A cast iron iron weighing 2 kg and a copper pot weighing 0.5 kg are placed on a stove with a temperature

A cast iron iron weighing 2 kg and a copper pot weighing 0.5 kg are placed on a stove with a temperature of 200 degrees. Which of these bodies heats up faster? Why? Which of them needs less heat for this?

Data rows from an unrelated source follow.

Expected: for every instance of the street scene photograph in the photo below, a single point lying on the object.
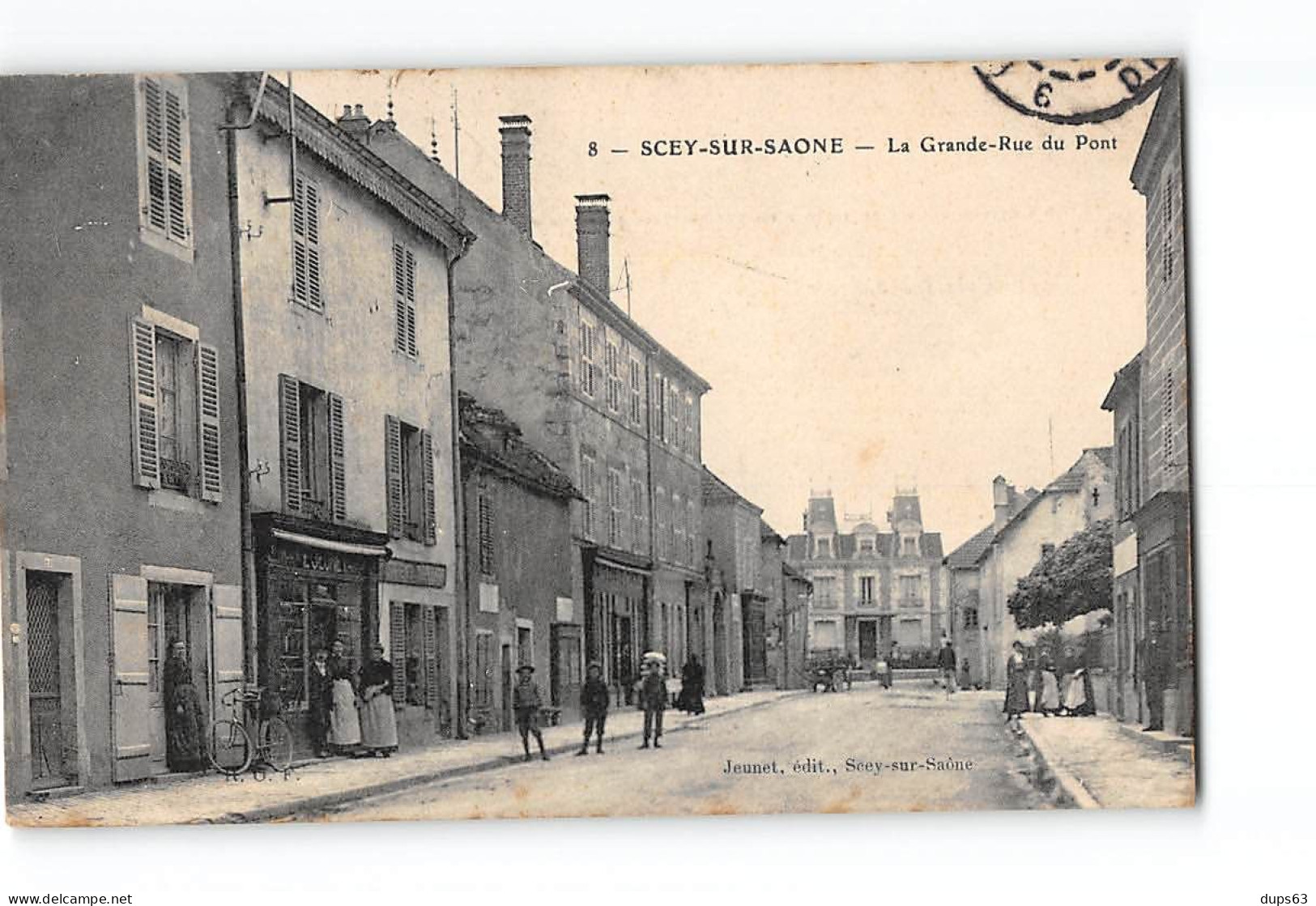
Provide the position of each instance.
(595, 442)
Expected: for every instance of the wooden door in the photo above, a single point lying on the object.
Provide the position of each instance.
(132, 676)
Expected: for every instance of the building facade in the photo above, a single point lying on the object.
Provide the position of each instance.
(873, 591)
(120, 389)
(347, 376)
(593, 391)
(517, 525)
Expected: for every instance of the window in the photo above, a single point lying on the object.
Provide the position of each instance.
(616, 518)
(612, 359)
(589, 368)
(587, 488)
(404, 300)
(164, 160)
(637, 516)
(484, 517)
(410, 475)
(636, 387)
(312, 451)
(175, 412)
(305, 246)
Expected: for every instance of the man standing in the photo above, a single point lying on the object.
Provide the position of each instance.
(653, 699)
(1152, 668)
(526, 703)
(594, 706)
(947, 664)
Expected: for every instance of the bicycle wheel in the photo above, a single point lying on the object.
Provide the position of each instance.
(229, 747)
(277, 743)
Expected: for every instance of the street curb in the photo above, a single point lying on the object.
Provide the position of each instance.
(1067, 789)
(326, 801)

How many times?

t = 200 “C.

mу = 2 kg.

mk = 0.5 kg.

Cch = 540 J / kg * “C.

Cm = 400 J / kg * “C.

Qу / Qк -?

To heat the iron from the temperature t0 to the temperature t, the amount of heat Qу is required, which is determined by the formula: Qу = Cч * mу * (t – t0), where Cч is the specific heat capacity of cast iron, mу is the weight of the iron.

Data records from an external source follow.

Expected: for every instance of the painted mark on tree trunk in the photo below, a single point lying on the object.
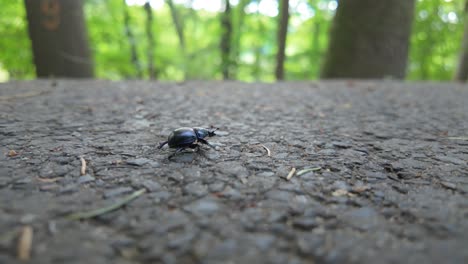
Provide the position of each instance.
(51, 14)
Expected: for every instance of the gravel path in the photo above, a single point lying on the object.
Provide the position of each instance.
(389, 185)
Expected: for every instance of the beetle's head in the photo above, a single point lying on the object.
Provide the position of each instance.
(203, 132)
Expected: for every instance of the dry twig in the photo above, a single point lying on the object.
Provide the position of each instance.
(304, 171)
(25, 243)
(83, 166)
(23, 95)
(49, 179)
(458, 138)
(290, 174)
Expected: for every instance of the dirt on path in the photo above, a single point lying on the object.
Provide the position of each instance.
(381, 172)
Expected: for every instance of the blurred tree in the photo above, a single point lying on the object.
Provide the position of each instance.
(225, 44)
(283, 18)
(461, 73)
(180, 33)
(131, 40)
(152, 72)
(59, 38)
(369, 39)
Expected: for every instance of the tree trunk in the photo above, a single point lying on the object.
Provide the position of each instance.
(225, 45)
(152, 72)
(282, 34)
(131, 39)
(462, 68)
(369, 39)
(180, 33)
(237, 34)
(59, 38)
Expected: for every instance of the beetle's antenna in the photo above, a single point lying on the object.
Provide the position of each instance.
(211, 133)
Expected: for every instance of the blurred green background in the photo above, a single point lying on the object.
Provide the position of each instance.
(435, 44)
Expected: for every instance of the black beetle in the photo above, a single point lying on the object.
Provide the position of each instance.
(186, 137)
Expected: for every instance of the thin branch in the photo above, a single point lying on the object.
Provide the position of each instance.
(153, 74)
(107, 209)
(131, 39)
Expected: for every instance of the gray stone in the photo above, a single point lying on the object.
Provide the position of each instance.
(204, 206)
(196, 189)
(305, 223)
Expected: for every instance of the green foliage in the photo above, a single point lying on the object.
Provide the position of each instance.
(435, 43)
(15, 50)
(436, 39)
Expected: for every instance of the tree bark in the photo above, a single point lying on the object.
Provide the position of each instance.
(131, 39)
(369, 39)
(59, 38)
(152, 72)
(225, 44)
(180, 33)
(282, 35)
(239, 16)
(461, 73)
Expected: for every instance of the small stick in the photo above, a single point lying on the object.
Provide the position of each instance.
(25, 243)
(304, 171)
(267, 149)
(458, 138)
(291, 173)
(83, 166)
(107, 209)
(23, 95)
(48, 179)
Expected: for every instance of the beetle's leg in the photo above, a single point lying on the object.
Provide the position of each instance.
(162, 144)
(206, 143)
(176, 152)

Qу = 540 J / kg * “C * 2 kg * (t – t0) = 1080 J /” C * (t – t0).

To heat the pot from temperature t0 to temperature t, the amount of heat Qk is required, which is determined by the formula: Qk = Cm * mk * (t – t0), where Cm is the specific heat capacity of copper, mk is the mass of the pot.

Qk = 400 J / kg * “C * 0.5 kg * (t – t0) = 200 J /” C * (t – t0).

Since (t – t0) is the same for the iron and the bowler hat, then Qу> Qк.

The pot will heat up faster than the iron because the pot needs less heat to heat up than the iron.

Qу / Qк = 1080 J / “C * (t – t0) / 200 J /” C * (t – t0) = 5.4.

Answer: The pot will heat up faster than the iron. Qу / Qк = 5.4.